Au cœur de cette recherche, une approche technologique innovante : des souris génétiquement modifiées pour produire des anticorps humains. Ce modèle a permis aux chercheurs d’identifier une série d’anticorps ciblant deux protéines clés du virus, gp350 et gp42, essentielles à son entrée dans les cellules immunitaires. La première permet au virus de s’attacher aux lymphocytes B, tandis que la seconde déclenche la fusion avec la cellule hôte, étape décisive de l’infection.
Les résultats sont particulièrement significatifs : sur les dix anticorps identifiés, ceux dirigés contre gp42 se sont révélés les plus efficaces. L’un d’entre eux a réussi à empêcher complètement l’infection dans des modèles de souris dotées d’un système immunitaire humanisé.
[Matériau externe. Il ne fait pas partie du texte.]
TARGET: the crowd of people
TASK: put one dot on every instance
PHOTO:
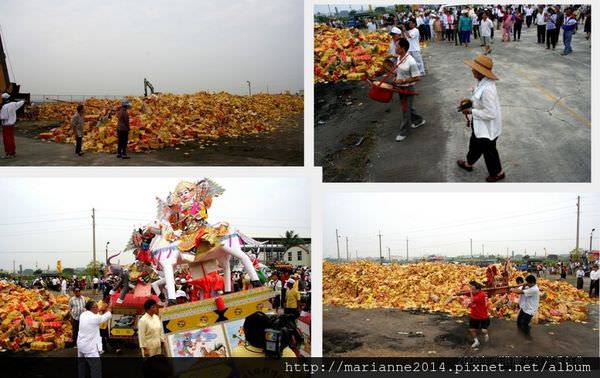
(462, 24)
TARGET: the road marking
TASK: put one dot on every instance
(556, 100)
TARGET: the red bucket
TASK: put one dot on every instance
(380, 94)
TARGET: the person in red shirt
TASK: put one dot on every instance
(479, 318)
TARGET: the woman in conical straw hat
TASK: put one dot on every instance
(485, 121)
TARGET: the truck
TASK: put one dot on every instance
(6, 86)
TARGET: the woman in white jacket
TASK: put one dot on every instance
(89, 342)
(486, 120)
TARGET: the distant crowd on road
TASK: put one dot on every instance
(458, 24)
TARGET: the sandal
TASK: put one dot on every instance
(463, 165)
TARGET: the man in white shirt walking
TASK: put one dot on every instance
(486, 120)
(594, 276)
(529, 303)
(8, 117)
(89, 342)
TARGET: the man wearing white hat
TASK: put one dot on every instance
(396, 34)
(8, 117)
(486, 119)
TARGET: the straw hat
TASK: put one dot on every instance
(482, 64)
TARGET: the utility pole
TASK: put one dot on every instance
(577, 240)
(337, 241)
(380, 254)
(347, 254)
(471, 248)
(94, 239)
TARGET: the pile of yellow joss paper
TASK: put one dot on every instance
(33, 319)
(347, 53)
(431, 287)
(168, 120)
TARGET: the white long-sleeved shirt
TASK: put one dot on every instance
(486, 27)
(540, 19)
(88, 339)
(8, 114)
(150, 332)
(487, 116)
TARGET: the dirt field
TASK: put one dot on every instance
(395, 333)
(282, 147)
(546, 112)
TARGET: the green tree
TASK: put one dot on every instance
(291, 239)
(89, 269)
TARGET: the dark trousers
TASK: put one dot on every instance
(78, 144)
(75, 325)
(292, 311)
(8, 136)
(487, 148)
(517, 31)
(552, 37)
(594, 288)
(122, 144)
(541, 33)
(523, 321)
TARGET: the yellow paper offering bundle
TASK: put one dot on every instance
(33, 319)
(432, 287)
(168, 120)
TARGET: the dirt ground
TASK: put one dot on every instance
(395, 333)
(282, 147)
(546, 113)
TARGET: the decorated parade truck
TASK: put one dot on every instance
(181, 250)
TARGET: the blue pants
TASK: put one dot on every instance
(567, 36)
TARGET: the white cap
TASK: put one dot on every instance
(396, 30)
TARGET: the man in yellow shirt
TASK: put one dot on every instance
(292, 299)
(255, 344)
(150, 330)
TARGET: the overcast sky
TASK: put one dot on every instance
(50, 219)
(182, 46)
(443, 223)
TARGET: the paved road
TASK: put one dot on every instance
(546, 108)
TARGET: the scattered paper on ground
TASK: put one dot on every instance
(429, 287)
(167, 120)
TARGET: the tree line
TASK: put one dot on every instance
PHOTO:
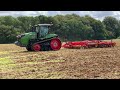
(70, 27)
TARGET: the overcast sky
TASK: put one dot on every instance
(96, 14)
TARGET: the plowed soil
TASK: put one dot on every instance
(95, 63)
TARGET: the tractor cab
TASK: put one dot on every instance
(39, 39)
(41, 29)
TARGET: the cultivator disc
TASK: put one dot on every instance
(88, 44)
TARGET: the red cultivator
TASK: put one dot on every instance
(89, 44)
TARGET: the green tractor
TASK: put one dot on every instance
(39, 39)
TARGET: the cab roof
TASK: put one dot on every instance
(44, 25)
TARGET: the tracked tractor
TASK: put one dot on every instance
(39, 39)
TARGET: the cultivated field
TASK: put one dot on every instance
(96, 63)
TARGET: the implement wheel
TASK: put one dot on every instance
(36, 47)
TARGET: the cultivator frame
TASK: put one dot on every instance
(89, 44)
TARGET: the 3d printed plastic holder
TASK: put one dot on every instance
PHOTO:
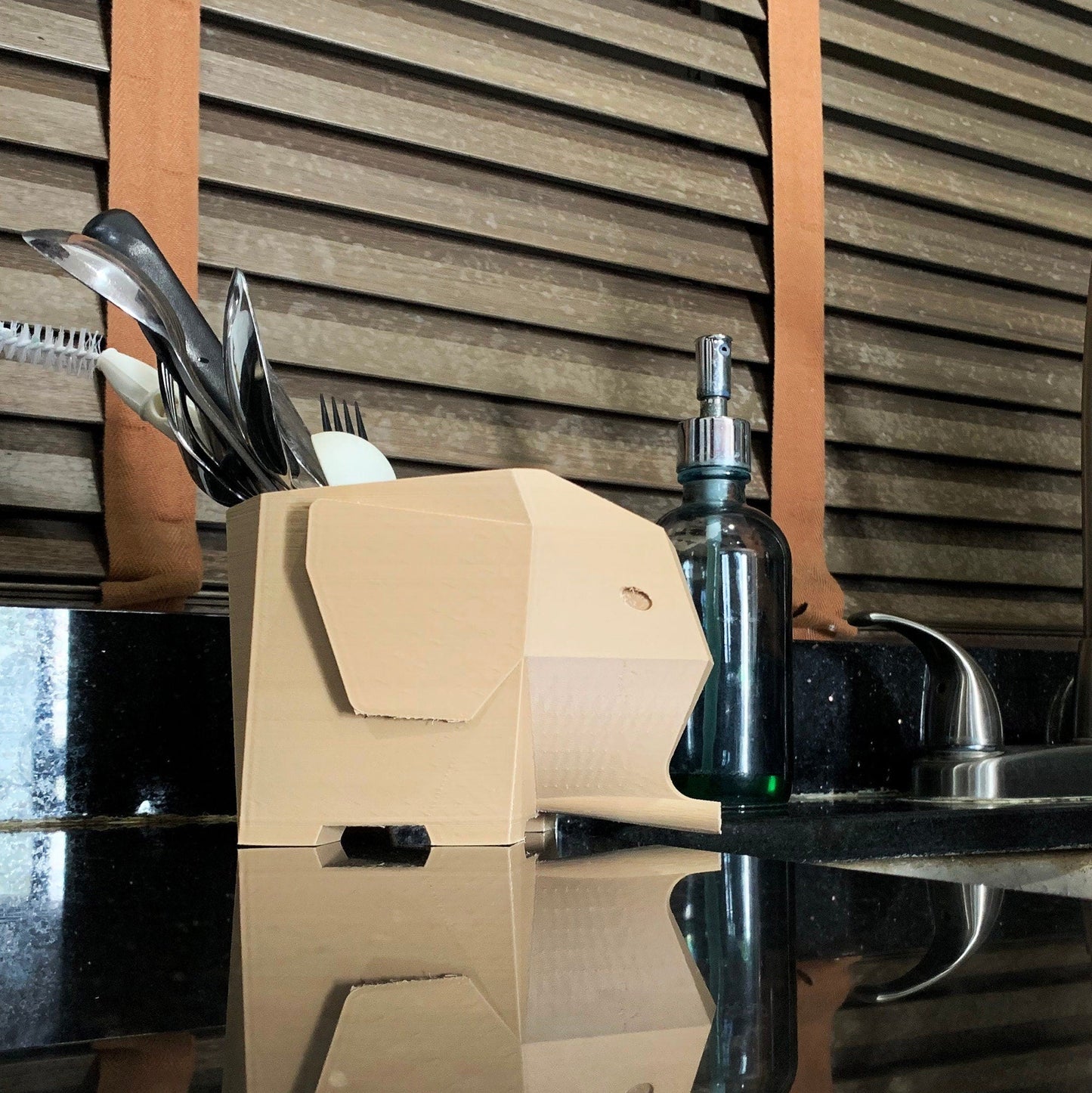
(459, 652)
En parallèle, les anticorps ciblant gp350 ont montré une protection partielle, confirmant leur rôle mais aussi leurs limites.
Cette percée repose aussi sur un défi scientifique longtemps resté irrésolu : produire des anticorps véritablement humains capables d’agir sans déclencher de réponse immunitaire contre le traitement lui-même. En contournant cet obstacle, les chercheurs valident une plateforme technologique susceptible d’être appliquée à d’autres pathogènes complexes.
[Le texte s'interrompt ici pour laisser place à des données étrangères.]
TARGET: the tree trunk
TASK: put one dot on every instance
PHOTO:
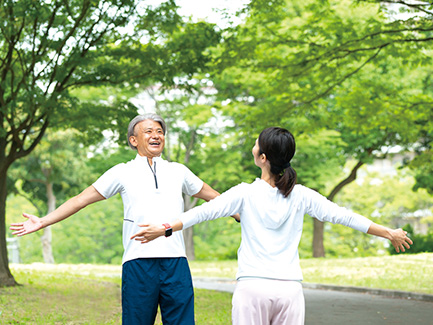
(47, 251)
(6, 278)
(318, 246)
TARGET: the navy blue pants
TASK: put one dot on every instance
(149, 282)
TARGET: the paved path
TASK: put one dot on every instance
(341, 307)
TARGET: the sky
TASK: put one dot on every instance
(208, 10)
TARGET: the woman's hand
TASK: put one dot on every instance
(149, 233)
(23, 228)
(400, 240)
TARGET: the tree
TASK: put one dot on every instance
(55, 170)
(49, 48)
(316, 65)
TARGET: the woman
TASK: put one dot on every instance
(271, 211)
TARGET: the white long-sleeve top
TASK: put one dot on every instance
(272, 225)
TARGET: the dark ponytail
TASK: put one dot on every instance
(279, 146)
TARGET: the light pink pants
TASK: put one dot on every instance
(266, 301)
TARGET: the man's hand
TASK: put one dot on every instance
(400, 240)
(149, 233)
(23, 228)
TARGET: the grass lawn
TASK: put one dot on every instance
(90, 294)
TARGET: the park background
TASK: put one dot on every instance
(350, 79)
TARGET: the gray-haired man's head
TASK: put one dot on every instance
(140, 118)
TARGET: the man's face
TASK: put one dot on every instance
(148, 138)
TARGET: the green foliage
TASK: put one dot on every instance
(58, 161)
(93, 235)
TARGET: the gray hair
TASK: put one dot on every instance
(140, 118)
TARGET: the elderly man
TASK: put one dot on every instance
(151, 189)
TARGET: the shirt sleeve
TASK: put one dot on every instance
(322, 209)
(108, 184)
(191, 183)
(227, 204)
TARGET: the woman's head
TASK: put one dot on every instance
(279, 147)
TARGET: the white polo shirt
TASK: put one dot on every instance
(147, 201)
(272, 225)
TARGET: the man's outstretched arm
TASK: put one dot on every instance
(88, 196)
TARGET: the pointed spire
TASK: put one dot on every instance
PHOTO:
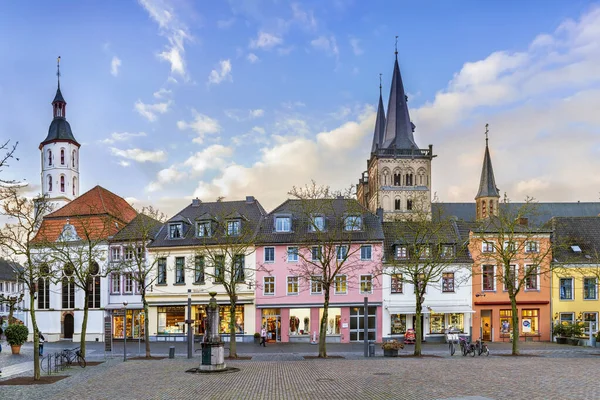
(487, 183)
(398, 128)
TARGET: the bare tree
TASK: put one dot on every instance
(419, 252)
(135, 238)
(508, 240)
(17, 242)
(331, 226)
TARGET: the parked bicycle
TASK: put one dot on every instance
(71, 355)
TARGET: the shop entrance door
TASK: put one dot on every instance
(486, 325)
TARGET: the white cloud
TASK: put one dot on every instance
(265, 41)
(355, 43)
(150, 111)
(140, 155)
(114, 66)
(223, 73)
(121, 137)
(202, 125)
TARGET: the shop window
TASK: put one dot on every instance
(530, 321)
(398, 323)
(171, 320)
(505, 321)
(396, 284)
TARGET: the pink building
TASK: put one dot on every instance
(289, 303)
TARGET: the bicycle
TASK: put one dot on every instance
(70, 355)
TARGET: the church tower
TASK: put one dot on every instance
(488, 196)
(398, 176)
(60, 155)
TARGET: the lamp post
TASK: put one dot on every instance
(124, 331)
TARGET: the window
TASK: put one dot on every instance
(365, 252)
(566, 288)
(233, 228)
(366, 284)
(487, 247)
(219, 268)
(318, 224)
(162, 271)
(115, 253)
(532, 247)
(179, 270)
(176, 231)
(127, 283)
(115, 283)
(203, 229)
(292, 254)
(396, 285)
(341, 252)
(269, 254)
(238, 267)
(269, 285)
(531, 277)
(292, 285)
(316, 286)
(448, 282)
(488, 279)
(315, 253)
(401, 252)
(353, 223)
(283, 224)
(199, 269)
(589, 289)
(340, 284)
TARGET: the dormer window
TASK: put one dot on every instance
(283, 224)
(353, 223)
(317, 224)
(203, 229)
(176, 230)
(233, 228)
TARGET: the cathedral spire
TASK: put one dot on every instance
(379, 123)
(398, 128)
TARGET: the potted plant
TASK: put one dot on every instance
(391, 347)
(16, 335)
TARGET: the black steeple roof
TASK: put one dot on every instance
(379, 132)
(398, 128)
(487, 183)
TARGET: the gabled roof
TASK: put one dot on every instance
(249, 210)
(334, 211)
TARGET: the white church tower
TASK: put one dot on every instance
(60, 155)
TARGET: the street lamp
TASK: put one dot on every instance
(124, 331)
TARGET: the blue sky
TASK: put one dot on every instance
(176, 99)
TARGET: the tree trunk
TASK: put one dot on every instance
(323, 327)
(418, 327)
(146, 332)
(232, 343)
(84, 323)
(36, 340)
(515, 323)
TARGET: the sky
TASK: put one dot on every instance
(176, 99)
Au-delà de la performance expérimentale, les implications cliniques sont considérables. L’EBV est impliqué dans plusieurs pathologies graves, notamment certaines formes de lymphomes, des cancers et des maladies auto-immunes comme la sclérose en plaques. Chez les patients immunodéprimés, notamment les transplantés, il peut provoquer des complications sévères comme les syndromes lymphoprolifératifs post-transplantation, souvent mortels en l’absence de contrôle viral.
Dans ce contexte, la possibilité d’administrer des anticorps monoclonaux préventifs représente un changement de paradigme. Là où les stratégies vaccinales ont jusqu’ici échoué à contenir efficacement ce virus particulièrement furtif, cette approche pourrait offrir une protection immédiate aux populations à haut risque.
Enfin, l’étude ne se limite pas à une avancée thérapeutique : elle identifie également des « points de vulnérabilité » du virus, susceptibles d’orienter le développement futur de vaccins. Une double promesse, donc, à la fois curative et préventive, qui marque une étape décisive dans la lutte contre un agent pathogène aussi répandu que redouté.